GT200: The Shading Core

Click for a bigger version

GT200 demonstrates subtle yet distinct architectural differences when compared to G80, the chip that pioneered the basic traits of this generation of GPUs from Kirk and Co. As we've alluded to, G80 led a family of chips that have underpinned the company's dominance over AMD in the graphics space since its launch, so it's no surprise to see NVIDIA stick to the same themes of execution, use of on-chip memories, and approach to acceleration of graphics and non-graphics computation.

At its core, GT200 is a MIMD array of SIMD processors, partitioned into what we call clusters, with each cluster a 3-way collection of shader processors which we call an SM. Each SM, or streaming multiprocessor, comprises 8 scalar ALUs, with each capable of FP32 and 32-bit integer computation (the only exception being multiplication, which is INT24 and therefore still takes 4 cycles for INT32), a single 64-bit ALU for brand new FP64 support, and a discrete pool of shared memory 16KiB in size.

The FP64 ALU is notable not just in its inclusion, NVIDIA supporting 64-bit computation for the first time in one of its graphics processors, but in its ability. It's capable of a double precision MAD (or MUL or ADD) per clock, supports 32-bit integer computation, and somewhat surprisingly, signalling of a denorm at full speed with no cycle penalty, something you won't see in any other DP processor readily available (such as any x86 or Cell). The ALU uses the MAD to accelerate software support for specials and divides, where possible.

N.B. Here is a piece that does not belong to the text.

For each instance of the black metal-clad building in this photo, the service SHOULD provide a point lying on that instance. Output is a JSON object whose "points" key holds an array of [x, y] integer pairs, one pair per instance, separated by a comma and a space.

Those ALUs are paired with another per-SM block of computation units, just like G80, which provide scalar interpolation of attributes for shading and a single FP-only MUL ALU. That lets each SM potentially dual-issue 8 MAD+MUL instruction pairs per clock for general shading, with the MUL also assisting in attribute setup when required.  However, as you'll see, that dual-issue performance depends heavily on input operand bandwidth.

Each warp of threads still runs for four clocks per SM, with up to 1024 threads managed per SM by the scheduler (which has knock-on effects for the programmer when thinking about thread blocks per cluster). The hardware still scales back threads in flight if there's register pressure of course, but that's going to happen less now the RF has doubled in size per SM (and it might happen more gracefully now to boot).

So, along with that pool of shared memory is connection to a per-SM register file comprising 16384 32-bit registers, double that available for each SM in G80. Each SP in each SM runs the same instruction per clock as the others, but each SM in a cluster can run its own instruction. Therefore in any given cycle, SMs in a cluster are potentially executing a different instruction in a shader program in SIMD fashion. That goes for the FP64 ALU per SM too, which could execute at the same time as the FP32 units, but it shares datapaths to the RF, shared memory pools, and scheduling hardware with them so the two can't go full-on at the same time (presumably it takes the place of the MUL/SFU, but perhaps it's more flexible than that). Either way, it's not currently exposed outside of CUDA or used to boost FP32 performance.

That covers basic execution across a cluster using its own memory pools. Across the shader core, each SM in each cluster is able to run a different instruction for a shader program, giving each SM its own program counter, scheduling resources, and discrete register file block. A processing thread started on one cluster can never execute on any other, although another thread can take its place every cycle. The SM schedulers implement execution scoreboarding and are fed from the global scheduler and per thread-type setup engines, one for VS, one for GS and one for PS threads.